By BRAD KELLAR
The Greenville City Council could vote next month to enter into a formal agreement with developers behind a massive planned community just west of the city.
The council heard Tuesday from Alexa C. Knight and Matt Robinson with the Walton Development & Management about the proposal to establish a multi-use development, which has been on the drawing boards for the past few years.
“We develop master planned communities. That’s what we’re all about,” Knight, president of Walton Development, told the council. Knight said the company, based in Calgary, Alberta, Canada has offices in Dallas and Austin and is currently involved in 19 planned developments in the state.
Knight said the development is expected to include industrial, commercial, retail and residential projects.
“They eventually are going to need rooftops, and that is what we are in the process of providing,” Knight said.
Representatives with the Walton Group first presented the proposal in December 2008.
In 2011, voters approved the Hunt County Municipal Utility District (MUD) No. 1, which was formally created by the Texas Legislature the same year.
MUDs are one way developers can use to help pay for the establishment of infrastructure such as roads as well as water and sewer lines, with bonds sold to pay off the debt incurred through the establishment of an ad valorem tax rate within the district.
The district covers almost 6,700 acres, some of which is located within the extraterritorial jurisdiction of the City of Greenville.
Robinson, general manager of Walton Development, told the council the district is being conceived as a “phased generational master planned development”, which eventually will be annexed into the Greenville city limits.

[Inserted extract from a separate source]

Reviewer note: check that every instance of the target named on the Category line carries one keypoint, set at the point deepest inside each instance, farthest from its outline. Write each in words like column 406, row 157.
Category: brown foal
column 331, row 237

As the district is created, Robinson said, Greenville will receive sales tax revenue from the businesses which build in the district and would receive property and sales tax revenue following the annexations, which will be conducted in phases as the district is built out. The city will be able to apply subdivision standards and land use regulations to help govern the development within the district.
Robinson commended the cooperation he had received from the city’s staff, including City Manager Massoud Ebrahim and City Attorney Daniel Ray.
“They have been really wonderful to work with,” Robinson said.
Ray presented the council Tuesday with a draft version of the development agreement between the city and Walton, which covers 80 pages and includes “very specific rules and regulations as to what they are going to build out there.”
Ray explained that a vote on the agreement will be included on the agenda for the council’s December 10 meeting, adding that the agreement is the culmination of years of work.
“That is four years worth of negotiation,” Ray said. “It ramped up pretty much during the past four or five months.”
During the summer of 2012, the City of Greenville announced it was planning to provide the water and sewer service to the district, which eventually will cover an area of almost 13,000 acres, approximately nine miles west of downtown Greenville.
Ray said the developers will be meeting on response times soon with police and fire officials, “to determine how many minutes it will take to get out there.”
When asked, Ray said there is no firm time table set on how fast the annexations will take place.